I asked Dirk about his own feelings about the project.
“In a lot of ways, the banjo was the vehicle where by African music came to America, and African music is the most defining ingredient in American music. I think we’re at a time with the banjo where we’re asking, ‘How do we choose what’s good, what sustains us?’ That’s an important part of this record. Young African American women choosing the banjo is a huge moment for them. That’s saying, ‘No. We embrace the triumphs. This is part of our heritage.’”
For Rhiannon, the banjo has given her a way of seeing beneath history’s murkiness, a tool for discovering people whose stories may have been lost. Songwriting became a strategy to lift those voices up, to bring them to audiences.
“African American history is American history,” she said. “It’s important to know who the Founding Fathers were, and it’s also important to know who built the White House and who built the railroads. It’s important to know the nameless people. They’re the ones who get left out, but they’re the ones who did all the work. You see statues of Jefferson and other slave owners all over the place, but nothing to the actual enslaved people who made Monticello possible.
“There are people who have incredible stories that we don’t talk about. People who did amazing things, men and women who faced incredible odds, and there’s nothing wrong with them being heroes for once, you know?
“We were just talking about watching a Drunk History episode about Harriet Tubman and how she was a spy for the army. These are the things we have to address, because even when they find a story like Harriet Tubman and they say, ‘Well, here’s one black person who we’ll talk about,’ they still censor it.

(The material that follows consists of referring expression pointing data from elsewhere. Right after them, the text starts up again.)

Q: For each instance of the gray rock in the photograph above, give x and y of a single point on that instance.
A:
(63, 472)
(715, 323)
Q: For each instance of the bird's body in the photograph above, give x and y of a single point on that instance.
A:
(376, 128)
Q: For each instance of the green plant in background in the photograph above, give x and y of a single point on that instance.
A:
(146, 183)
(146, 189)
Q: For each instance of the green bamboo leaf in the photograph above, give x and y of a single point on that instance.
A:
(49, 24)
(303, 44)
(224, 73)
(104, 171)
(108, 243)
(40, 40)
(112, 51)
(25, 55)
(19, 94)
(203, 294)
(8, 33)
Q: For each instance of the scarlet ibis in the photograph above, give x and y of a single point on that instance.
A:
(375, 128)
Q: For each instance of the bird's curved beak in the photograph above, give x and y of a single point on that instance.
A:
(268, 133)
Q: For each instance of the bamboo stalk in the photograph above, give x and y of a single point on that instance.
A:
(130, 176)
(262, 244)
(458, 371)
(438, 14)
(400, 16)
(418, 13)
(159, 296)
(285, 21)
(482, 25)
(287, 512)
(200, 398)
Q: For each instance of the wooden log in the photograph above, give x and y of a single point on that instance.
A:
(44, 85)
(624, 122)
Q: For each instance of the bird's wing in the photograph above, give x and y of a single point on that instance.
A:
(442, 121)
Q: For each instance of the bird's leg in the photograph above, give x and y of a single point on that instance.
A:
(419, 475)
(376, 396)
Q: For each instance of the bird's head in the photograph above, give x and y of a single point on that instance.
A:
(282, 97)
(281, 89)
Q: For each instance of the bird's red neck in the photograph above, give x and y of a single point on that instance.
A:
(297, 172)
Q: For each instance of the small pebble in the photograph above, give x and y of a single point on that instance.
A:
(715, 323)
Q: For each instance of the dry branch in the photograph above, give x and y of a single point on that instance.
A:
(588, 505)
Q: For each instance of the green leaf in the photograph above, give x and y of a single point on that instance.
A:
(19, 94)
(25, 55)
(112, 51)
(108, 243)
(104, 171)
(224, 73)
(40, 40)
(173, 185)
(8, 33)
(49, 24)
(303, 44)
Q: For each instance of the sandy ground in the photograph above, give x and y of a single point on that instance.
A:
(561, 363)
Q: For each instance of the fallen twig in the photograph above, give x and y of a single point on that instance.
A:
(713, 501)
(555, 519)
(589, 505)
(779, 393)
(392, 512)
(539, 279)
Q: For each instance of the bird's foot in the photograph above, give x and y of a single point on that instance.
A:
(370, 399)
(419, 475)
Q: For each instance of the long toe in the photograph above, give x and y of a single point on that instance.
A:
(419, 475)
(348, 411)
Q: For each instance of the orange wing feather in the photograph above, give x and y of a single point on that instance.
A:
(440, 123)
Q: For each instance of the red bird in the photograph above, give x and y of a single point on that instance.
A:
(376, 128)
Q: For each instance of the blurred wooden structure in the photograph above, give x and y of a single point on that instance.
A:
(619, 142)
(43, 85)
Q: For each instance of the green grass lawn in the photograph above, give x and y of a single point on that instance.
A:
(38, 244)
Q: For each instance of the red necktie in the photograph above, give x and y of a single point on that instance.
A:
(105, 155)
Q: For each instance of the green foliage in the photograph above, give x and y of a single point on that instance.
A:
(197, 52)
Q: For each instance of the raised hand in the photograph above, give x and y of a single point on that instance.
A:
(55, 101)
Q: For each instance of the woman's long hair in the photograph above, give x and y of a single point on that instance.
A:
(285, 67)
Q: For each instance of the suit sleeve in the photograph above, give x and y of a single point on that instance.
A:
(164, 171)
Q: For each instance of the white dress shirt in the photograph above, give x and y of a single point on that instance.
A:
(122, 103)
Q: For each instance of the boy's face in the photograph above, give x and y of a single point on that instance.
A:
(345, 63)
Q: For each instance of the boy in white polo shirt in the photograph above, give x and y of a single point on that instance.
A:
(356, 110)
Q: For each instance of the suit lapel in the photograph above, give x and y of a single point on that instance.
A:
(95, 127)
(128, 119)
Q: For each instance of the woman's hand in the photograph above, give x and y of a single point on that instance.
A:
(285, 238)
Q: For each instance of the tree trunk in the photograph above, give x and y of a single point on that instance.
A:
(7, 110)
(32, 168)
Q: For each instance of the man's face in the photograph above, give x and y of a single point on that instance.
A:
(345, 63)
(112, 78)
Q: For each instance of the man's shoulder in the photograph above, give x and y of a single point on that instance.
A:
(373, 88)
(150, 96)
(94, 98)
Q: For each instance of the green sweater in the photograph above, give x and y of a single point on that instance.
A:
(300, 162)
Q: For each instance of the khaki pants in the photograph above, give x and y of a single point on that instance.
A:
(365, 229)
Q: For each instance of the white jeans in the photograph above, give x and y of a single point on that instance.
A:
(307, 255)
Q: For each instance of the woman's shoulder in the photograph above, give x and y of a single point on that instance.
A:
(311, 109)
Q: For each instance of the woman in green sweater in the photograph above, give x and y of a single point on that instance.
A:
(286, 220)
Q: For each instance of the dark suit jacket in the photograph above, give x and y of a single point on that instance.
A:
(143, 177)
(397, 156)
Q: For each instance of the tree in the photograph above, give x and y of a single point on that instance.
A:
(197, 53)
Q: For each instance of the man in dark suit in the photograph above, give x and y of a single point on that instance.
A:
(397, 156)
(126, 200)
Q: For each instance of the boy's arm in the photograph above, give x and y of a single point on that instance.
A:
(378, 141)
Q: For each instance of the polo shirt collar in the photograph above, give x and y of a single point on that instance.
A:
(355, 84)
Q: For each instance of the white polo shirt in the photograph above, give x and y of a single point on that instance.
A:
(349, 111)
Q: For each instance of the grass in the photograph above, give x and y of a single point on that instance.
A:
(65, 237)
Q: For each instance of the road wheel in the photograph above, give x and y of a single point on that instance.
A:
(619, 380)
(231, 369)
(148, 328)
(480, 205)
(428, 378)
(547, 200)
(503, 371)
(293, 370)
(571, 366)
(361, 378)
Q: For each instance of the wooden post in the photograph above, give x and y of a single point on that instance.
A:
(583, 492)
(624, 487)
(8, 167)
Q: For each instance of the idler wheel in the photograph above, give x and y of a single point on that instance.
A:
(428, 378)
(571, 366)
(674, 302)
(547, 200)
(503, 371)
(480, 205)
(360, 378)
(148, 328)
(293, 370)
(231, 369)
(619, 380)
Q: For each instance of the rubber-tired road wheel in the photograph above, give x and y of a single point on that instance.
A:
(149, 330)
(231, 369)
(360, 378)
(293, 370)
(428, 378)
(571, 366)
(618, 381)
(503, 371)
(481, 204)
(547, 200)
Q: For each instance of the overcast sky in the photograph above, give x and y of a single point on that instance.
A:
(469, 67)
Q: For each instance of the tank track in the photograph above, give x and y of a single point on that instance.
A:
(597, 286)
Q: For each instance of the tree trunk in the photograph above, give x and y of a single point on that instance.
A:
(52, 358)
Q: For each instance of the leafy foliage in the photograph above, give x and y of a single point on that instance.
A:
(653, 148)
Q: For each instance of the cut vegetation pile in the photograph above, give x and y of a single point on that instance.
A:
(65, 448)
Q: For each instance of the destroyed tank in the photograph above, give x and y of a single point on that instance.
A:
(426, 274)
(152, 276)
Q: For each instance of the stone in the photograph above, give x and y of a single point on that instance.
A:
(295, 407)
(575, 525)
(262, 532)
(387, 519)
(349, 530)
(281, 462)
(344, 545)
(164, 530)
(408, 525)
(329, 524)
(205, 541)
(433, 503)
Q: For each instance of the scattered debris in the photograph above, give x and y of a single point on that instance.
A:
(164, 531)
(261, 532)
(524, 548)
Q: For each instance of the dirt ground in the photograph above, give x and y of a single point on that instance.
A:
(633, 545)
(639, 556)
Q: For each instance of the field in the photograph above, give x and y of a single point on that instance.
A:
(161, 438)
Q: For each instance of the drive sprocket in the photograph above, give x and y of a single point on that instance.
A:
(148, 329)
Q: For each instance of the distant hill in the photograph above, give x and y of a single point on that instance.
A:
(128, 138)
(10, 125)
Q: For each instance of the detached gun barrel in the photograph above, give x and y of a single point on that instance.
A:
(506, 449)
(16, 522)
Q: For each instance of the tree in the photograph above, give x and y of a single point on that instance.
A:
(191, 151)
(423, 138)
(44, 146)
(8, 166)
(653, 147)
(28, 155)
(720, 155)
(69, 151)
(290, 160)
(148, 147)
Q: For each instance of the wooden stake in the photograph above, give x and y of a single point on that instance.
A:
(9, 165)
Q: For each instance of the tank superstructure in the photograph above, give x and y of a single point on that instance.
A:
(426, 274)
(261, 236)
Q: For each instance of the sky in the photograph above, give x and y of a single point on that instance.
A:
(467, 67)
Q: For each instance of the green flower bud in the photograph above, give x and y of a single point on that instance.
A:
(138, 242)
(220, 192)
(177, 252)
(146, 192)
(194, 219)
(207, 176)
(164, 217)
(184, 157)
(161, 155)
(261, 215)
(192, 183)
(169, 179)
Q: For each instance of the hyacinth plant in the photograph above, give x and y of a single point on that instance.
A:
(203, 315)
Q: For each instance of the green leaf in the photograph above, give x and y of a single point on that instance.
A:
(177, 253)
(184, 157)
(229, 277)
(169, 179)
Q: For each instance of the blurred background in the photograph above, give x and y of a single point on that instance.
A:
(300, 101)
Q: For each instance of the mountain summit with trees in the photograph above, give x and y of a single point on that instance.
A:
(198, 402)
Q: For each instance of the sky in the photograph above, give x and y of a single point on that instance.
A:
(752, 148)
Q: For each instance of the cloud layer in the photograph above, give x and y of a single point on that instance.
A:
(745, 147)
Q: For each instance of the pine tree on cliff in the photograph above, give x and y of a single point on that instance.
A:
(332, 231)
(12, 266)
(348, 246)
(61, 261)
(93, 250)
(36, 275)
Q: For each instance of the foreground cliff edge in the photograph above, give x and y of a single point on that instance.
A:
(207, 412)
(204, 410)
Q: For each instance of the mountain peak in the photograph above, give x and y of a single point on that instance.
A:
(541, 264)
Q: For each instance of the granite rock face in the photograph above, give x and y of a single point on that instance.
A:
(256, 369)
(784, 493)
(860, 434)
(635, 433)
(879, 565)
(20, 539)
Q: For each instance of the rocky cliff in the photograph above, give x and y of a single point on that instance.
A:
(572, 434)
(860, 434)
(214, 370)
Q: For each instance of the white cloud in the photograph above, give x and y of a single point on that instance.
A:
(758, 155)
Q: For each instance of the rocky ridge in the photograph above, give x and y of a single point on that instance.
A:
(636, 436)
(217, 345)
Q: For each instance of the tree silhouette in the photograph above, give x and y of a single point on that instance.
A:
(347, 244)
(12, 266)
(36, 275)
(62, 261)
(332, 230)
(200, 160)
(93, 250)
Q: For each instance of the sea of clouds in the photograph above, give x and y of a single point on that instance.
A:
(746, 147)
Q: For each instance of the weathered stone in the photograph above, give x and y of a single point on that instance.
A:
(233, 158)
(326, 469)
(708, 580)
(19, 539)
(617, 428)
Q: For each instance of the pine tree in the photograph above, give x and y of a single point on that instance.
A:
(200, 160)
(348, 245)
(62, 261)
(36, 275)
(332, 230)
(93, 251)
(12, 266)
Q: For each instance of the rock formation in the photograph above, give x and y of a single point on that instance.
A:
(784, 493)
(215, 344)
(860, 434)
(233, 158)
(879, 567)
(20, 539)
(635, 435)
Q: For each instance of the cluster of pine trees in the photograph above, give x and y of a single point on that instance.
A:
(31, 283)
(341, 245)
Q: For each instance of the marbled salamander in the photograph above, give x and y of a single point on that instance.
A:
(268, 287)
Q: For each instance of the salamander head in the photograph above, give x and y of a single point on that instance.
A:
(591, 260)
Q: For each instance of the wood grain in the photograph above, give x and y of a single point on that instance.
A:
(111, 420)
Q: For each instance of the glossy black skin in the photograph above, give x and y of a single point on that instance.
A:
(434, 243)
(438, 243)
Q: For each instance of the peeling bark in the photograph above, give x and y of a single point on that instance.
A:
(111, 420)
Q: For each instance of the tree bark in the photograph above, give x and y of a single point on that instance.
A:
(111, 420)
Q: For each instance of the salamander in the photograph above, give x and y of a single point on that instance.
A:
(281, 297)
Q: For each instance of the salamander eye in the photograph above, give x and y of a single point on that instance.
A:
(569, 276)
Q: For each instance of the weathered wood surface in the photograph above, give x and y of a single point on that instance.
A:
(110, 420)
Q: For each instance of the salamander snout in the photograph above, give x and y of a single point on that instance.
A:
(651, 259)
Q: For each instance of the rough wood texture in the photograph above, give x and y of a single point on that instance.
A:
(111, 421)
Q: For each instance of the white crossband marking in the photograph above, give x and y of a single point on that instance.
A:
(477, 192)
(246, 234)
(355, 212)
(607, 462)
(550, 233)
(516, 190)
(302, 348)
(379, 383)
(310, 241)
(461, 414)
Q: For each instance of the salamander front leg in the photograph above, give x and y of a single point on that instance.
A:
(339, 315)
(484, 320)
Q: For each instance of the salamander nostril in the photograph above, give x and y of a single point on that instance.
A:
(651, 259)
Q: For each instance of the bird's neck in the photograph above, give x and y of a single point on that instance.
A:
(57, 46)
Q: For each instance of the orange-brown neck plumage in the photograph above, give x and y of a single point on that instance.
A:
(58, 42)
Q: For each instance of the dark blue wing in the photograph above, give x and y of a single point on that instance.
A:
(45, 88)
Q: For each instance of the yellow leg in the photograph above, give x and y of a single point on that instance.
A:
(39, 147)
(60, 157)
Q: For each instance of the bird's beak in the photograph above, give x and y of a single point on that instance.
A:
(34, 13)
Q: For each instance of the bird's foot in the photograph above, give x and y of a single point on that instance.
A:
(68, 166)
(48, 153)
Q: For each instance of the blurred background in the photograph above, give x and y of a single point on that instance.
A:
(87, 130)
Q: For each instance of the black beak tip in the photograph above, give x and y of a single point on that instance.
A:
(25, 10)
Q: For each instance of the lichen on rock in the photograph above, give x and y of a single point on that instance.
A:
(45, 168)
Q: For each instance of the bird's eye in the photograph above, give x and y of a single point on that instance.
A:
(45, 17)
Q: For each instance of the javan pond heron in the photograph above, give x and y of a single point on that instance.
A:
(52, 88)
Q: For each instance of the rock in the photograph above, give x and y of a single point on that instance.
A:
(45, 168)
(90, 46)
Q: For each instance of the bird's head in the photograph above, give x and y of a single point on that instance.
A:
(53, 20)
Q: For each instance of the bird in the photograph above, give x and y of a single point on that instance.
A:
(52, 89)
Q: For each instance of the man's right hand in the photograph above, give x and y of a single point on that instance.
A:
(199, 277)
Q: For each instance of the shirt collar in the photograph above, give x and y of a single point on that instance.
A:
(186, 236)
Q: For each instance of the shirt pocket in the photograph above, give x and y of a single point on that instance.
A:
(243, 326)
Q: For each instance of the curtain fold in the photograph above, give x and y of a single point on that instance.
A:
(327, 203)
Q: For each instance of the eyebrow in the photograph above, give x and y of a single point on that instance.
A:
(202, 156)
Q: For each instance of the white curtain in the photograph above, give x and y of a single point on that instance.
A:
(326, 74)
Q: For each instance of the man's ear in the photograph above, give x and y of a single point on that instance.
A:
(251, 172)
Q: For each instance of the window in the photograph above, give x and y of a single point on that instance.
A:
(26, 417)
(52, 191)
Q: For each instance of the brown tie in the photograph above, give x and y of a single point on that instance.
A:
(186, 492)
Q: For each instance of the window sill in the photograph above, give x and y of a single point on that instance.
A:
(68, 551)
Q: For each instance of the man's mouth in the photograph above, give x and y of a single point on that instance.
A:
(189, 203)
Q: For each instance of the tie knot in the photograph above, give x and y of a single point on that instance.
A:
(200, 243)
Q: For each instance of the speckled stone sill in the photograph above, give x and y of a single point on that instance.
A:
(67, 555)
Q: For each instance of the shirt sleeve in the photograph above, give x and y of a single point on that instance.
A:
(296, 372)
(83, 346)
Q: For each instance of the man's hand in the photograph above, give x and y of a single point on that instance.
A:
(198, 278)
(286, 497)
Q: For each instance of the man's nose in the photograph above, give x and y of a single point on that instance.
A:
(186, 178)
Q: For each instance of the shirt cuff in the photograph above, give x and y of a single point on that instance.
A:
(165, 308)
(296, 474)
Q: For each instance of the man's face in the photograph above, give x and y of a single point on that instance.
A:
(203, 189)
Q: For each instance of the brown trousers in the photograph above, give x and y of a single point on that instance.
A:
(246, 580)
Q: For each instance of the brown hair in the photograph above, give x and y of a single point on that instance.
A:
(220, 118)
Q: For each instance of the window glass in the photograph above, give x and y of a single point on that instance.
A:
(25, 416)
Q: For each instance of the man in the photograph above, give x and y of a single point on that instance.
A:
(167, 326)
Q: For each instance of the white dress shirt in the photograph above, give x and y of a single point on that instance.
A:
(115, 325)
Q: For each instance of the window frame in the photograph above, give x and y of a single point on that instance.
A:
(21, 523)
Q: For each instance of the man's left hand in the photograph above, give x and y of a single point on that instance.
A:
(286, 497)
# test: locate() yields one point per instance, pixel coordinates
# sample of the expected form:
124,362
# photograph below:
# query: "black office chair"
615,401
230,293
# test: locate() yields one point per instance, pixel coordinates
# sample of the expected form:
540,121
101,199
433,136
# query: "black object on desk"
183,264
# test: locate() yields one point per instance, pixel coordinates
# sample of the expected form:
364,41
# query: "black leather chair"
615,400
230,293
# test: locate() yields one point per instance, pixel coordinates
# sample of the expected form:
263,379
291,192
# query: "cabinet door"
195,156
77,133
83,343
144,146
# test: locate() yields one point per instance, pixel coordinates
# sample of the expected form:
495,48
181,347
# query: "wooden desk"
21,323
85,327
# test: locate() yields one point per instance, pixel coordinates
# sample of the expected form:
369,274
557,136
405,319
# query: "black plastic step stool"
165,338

They say, ‘Well, it’s okay that she helped with the underground railroad, but we’re not going to talk about this daring raid she planned and executed, torching multiple plantations and freeing hundreds of slaves in one evening. Let’s not talk about that because that’s too close to heroism.’”
Convening with Spirits
The recording session wasn’t always so serious. There were plenty of lighter moments. We raided the refrigerator at Dirk’s mother’s house just down the gravel road. His mom would make us lunch. I had the butteriest grilled cheese I’ve every eaten. Dirk urged Rhiannon to record one of her karaoke go-tos: a Fresh Prince rap. I was also told to film their “epic” croquet match, a custom they practice on tour. It was pretty competitive stuff, actually.
Through the joviality, the camaraderie, and the painful history, the musicians of Songs of Our Native Daughters have made a sonorous, uplifting album. The spirits who inhabit the songs will stay with you long after you turn out the lights. At times, the emotional terrain they guide us through is difficult, even perilous. Some songs will chill you, like “Mama’s Cryin’ Long,” the story of a woman who kills an overseer who has repeatedly abused her.
“That was a moment when I felt the spirits with me,” Rhiannon said of recording the song. “That’s important to me, you know? It’s important to feel connected in that way, because the woman in that song, she’s who we’re doing it for: untold people who don’t get this chance. It’s important for us to remember that.”
Charlie Weber is the media director at the Center for Folklife and Cultural Heritage.